20 March 1975
Letter to the Burroughs Recipients of the EWD-series.
My dear Reader,
The other day I heard that by casting some doubts on the central role of recursion, I had caused commotion at some places within the Corporation. Although such was not my intention, I think that is great! Ours is such a young discipline that the separation between folklore and science still requires our conscious, continuous attention. Articles of faith are both a blessing and a curse: they are a blessing in so far as they embody a continuity of intellectual style without which no company of products with a high technology content can survive, they are a curse in so far as they may escape being challenged when their time has come. The mere fact that on the whole our competitors' products are so extremely poor at implementing recursive algorithms engenders, of course, the danger that inside our Corporation recursion, indeed, becomes an article of faith. But periodically and not at too high a frequency articles of faith have to be challenged: if they survive, fine, for then we know better why we have chosen them, but if they don't, also fine, because then we have freed ourselves of what in the mean time should have been unmasked as a superstition. Challenging (consciously or not) now and then an article of faith within the Corporation seems one of the more valuable ways in which I can contribute and, therefore, I am glad to discover that I have done so. But that is not why this letter is written to you.

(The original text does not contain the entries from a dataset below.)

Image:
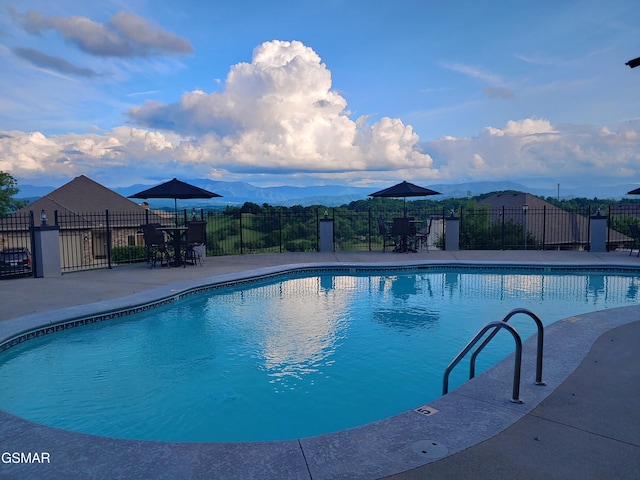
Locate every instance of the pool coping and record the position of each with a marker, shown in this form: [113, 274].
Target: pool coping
[475, 411]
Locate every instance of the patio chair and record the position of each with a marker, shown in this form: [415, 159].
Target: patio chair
[196, 237]
[387, 238]
[635, 233]
[405, 231]
[422, 236]
[155, 244]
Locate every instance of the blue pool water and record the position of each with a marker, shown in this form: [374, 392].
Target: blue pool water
[284, 358]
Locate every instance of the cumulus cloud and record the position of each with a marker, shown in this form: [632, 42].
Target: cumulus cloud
[279, 113]
[535, 148]
[124, 35]
[278, 119]
[276, 115]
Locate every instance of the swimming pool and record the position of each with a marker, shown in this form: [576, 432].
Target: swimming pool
[294, 337]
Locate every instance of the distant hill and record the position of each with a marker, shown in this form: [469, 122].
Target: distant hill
[237, 193]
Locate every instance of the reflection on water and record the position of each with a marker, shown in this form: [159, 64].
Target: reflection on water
[311, 352]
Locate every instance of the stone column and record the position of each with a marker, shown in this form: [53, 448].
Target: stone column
[598, 233]
[452, 233]
[326, 235]
[47, 251]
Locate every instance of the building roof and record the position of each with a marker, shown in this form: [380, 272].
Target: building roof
[83, 201]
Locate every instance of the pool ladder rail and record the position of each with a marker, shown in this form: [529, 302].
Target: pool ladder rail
[496, 326]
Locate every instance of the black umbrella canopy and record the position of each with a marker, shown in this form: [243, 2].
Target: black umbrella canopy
[175, 189]
[404, 190]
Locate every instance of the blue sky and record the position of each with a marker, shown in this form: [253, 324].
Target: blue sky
[363, 93]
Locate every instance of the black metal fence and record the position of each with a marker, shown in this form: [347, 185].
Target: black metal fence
[105, 239]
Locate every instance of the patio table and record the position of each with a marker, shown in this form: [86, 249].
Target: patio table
[177, 236]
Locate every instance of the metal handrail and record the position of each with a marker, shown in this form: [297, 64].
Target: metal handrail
[515, 396]
[540, 346]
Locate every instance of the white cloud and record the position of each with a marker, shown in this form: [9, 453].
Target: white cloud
[278, 113]
[276, 120]
[535, 148]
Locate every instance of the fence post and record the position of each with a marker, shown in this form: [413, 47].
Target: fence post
[598, 232]
[108, 239]
[46, 250]
[280, 227]
[544, 225]
[240, 213]
[326, 233]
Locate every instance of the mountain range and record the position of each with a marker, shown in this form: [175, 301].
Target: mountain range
[237, 193]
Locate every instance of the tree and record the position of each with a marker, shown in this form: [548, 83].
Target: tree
[9, 189]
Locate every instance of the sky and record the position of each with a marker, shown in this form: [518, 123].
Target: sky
[335, 92]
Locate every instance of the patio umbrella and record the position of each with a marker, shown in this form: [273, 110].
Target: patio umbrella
[404, 190]
[177, 190]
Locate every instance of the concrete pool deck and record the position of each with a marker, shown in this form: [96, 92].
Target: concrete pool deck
[584, 424]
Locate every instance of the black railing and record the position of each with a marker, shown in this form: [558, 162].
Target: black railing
[505, 228]
[105, 239]
[16, 233]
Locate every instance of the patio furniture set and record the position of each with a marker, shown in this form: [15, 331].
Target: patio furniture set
[174, 246]
[405, 234]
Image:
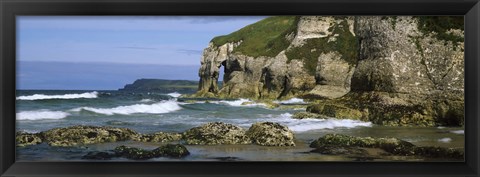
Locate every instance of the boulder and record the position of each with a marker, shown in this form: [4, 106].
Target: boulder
[168, 150]
[394, 146]
[158, 137]
[171, 150]
[216, 133]
[270, 134]
[133, 153]
[25, 139]
[82, 135]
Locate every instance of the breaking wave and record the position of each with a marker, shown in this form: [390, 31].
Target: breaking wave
[174, 94]
[291, 101]
[302, 125]
[41, 114]
[66, 96]
[156, 108]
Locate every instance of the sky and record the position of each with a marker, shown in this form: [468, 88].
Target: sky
[107, 52]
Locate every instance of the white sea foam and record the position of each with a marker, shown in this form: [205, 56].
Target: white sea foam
[291, 101]
[146, 100]
[66, 96]
[458, 131]
[445, 140]
[240, 102]
[156, 108]
[174, 94]
[302, 125]
[41, 114]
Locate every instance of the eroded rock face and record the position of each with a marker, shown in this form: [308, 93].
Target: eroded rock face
[408, 71]
[396, 56]
[216, 133]
[25, 139]
[266, 77]
[82, 135]
[271, 134]
[351, 145]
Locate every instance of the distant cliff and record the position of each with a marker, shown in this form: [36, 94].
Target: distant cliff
[388, 70]
[160, 85]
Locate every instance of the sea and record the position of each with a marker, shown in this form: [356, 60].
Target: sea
[149, 112]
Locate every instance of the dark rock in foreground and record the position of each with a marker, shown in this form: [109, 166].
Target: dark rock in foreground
[216, 133]
[98, 155]
[351, 145]
[271, 134]
[82, 135]
[161, 137]
[169, 150]
[25, 139]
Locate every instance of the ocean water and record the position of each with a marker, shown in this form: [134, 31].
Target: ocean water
[148, 112]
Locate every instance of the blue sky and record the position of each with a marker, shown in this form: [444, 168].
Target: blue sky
[83, 50]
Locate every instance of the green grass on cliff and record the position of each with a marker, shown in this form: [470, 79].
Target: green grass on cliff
[264, 38]
[440, 25]
[346, 44]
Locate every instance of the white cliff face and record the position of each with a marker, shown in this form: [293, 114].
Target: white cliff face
[399, 58]
[312, 27]
[393, 56]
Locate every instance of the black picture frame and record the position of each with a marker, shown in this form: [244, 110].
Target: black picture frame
[11, 8]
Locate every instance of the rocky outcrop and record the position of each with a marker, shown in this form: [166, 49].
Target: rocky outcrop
[169, 150]
[216, 133]
[399, 71]
[270, 134]
[280, 75]
[157, 137]
[25, 139]
[336, 144]
[82, 135]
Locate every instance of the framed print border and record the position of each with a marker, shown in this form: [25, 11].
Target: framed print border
[12, 8]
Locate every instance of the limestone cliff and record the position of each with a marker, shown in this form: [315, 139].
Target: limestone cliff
[289, 65]
[388, 70]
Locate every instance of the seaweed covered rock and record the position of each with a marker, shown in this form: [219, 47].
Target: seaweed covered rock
[306, 115]
[168, 150]
[99, 155]
[171, 150]
[161, 137]
[397, 109]
[270, 134]
[133, 153]
[25, 139]
[393, 146]
[216, 133]
[82, 135]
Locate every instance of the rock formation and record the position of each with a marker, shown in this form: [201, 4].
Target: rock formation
[216, 133]
[83, 135]
[402, 70]
[336, 144]
[270, 134]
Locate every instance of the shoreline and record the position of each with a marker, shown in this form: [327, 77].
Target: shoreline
[233, 152]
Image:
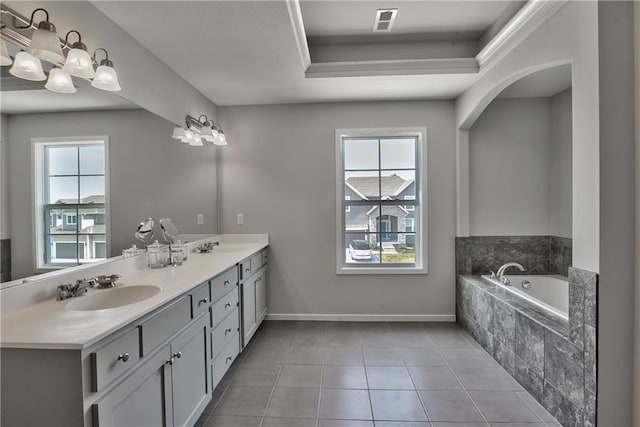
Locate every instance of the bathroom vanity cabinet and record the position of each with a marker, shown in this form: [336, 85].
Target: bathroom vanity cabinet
[158, 370]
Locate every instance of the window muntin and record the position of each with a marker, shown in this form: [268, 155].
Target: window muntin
[71, 201]
[380, 179]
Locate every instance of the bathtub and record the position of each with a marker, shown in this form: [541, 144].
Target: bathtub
[550, 292]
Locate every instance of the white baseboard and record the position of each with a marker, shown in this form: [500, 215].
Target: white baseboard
[365, 317]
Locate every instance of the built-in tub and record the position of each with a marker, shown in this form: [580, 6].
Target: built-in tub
[550, 292]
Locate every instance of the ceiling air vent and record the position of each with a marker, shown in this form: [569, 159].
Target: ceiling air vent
[384, 20]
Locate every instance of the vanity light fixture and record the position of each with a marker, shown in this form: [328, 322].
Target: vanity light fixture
[27, 67]
[44, 43]
[60, 81]
[78, 63]
[106, 77]
[199, 130]
[5, 59]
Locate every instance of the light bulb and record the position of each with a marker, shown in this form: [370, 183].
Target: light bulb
[197, 140]
[188, 136]
[27, 67]
[106, 78]
[5, 59]
[79, 64]
[60, 81]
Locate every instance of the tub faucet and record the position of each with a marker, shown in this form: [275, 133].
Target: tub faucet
[500, 275]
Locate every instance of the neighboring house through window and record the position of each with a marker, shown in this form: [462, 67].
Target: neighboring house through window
[379, 187]
[70, 201]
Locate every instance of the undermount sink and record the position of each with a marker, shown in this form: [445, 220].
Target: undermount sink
[112, 298]
[228, 248]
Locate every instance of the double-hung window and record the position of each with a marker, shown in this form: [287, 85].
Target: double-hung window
[70, 201]
[380, 212]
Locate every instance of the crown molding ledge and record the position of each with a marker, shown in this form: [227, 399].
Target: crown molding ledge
[389, 68]
[531, 16]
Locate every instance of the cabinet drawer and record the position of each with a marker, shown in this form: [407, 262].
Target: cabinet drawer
[223, 307]
[160, 327]
[223, 333]
[245, 269]
[114, 358]
[224, 283]
[226, 357]
[200, 300]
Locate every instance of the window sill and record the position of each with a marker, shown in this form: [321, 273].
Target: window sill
[345, 270]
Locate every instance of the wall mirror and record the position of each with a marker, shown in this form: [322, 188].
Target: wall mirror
[79, 171]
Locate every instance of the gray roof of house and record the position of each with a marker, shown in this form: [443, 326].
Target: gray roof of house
[368, 185]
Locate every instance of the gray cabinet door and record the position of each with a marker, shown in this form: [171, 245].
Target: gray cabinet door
[261, 297]
[141, 399]
[248, 309]
[189, 374]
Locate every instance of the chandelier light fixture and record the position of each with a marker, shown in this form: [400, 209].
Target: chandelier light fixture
[199, 130]
[68, 59]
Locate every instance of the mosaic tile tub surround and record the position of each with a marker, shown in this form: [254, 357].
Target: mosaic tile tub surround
[553, 359]
[538, 254]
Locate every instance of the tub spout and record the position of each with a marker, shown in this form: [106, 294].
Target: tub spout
[500, 275]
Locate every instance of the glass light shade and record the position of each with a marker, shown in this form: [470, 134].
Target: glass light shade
[45, 45]
[196, 141]
[79, 64]
[60, 81]
[178, 132]
[106, 79]
[5, 59]
[221, 139]
[27, 67]
[188, 137]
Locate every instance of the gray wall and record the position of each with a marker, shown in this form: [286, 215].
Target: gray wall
[560, 209]
[150, 174]
[520, 168]
[4, 175]
[279, 170]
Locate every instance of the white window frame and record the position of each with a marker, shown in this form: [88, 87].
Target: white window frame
[71, 216]
[38, 146]
[420, 214]
[409, 208]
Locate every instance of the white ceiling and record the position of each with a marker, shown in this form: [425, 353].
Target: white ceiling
[342, 18]
[245, 52]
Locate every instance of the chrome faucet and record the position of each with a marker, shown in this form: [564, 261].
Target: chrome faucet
[500, 274]
[71, 291]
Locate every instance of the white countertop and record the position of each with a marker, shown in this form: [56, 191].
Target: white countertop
[49, 325]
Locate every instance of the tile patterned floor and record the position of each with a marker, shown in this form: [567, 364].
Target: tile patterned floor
[333, 374]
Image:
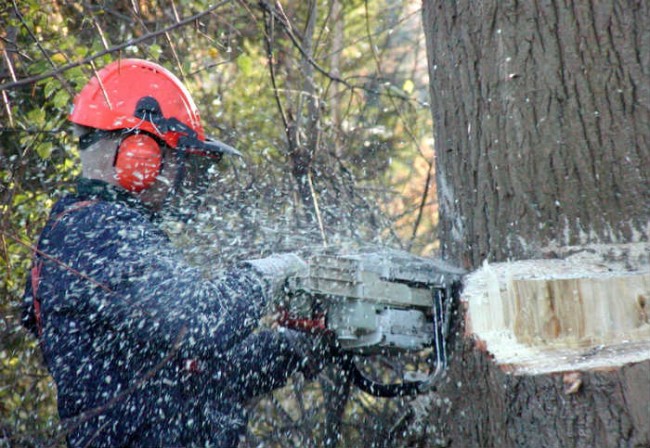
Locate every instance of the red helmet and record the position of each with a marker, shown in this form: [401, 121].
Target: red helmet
[137, 95]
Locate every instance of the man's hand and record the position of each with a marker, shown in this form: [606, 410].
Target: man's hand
[275, 270]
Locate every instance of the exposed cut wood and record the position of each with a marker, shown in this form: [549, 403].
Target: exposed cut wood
[589, 310]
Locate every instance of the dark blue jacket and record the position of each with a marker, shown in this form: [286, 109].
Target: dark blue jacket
[144, 350]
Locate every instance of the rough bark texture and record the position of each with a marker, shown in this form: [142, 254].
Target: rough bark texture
[542, 116]
[542, 127]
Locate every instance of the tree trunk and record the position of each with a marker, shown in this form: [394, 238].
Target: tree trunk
[542, 127]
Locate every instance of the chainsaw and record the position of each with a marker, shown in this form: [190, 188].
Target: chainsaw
[385, 303]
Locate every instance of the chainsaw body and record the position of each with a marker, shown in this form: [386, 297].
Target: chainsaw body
[384, 302]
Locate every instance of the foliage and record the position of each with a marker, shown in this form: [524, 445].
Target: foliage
[319, 97]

This letter is written to you, because I heard of this commotion by pure accident, and that did not seem right to me, when I started to think about it.
When addressing an audience orally, I have learned how to avoid keeping a monologue ("I am quite used to the processing of interrupts." is the standard joke that some of you may remember.). But now I am addressing an audience by mail-and-Xerox, and it was something of a shock for me to realize that from all my reports that have been distributed inside Burroughs Corporation, hardly any reaction has reached me. This letter, therefore, is a plea not to hesitate to react, drop me a line when you feel like it.
Of course I do not expect everybody of you to study (and to react to) everything I write: the spectrum is broad enough that, quite naturally, parts of it fall outside your interests. But some of it should fall within your interests (otherwise you should not receive them!). And with respect to the documents within your interests, it would be nice if you dropped me a line now and then.
If you like them, or if they are helpful, I would like to hear so: even I can do with occasional encouragement. If you don't understand them, and would like to do so, don't hesitate to ask for clarifications, for such requests are most essential for me: they are the feedback that is indispensable for anyone who would like to continue to reach his audience effectively. If you don't agree with my conclusions or feel that I am committing a glorious oversight, please say so, for you may be right and your correction will be most welcome. To a certain extent I am dependent on and, therefore, eager to learn from your combined, extensive experience.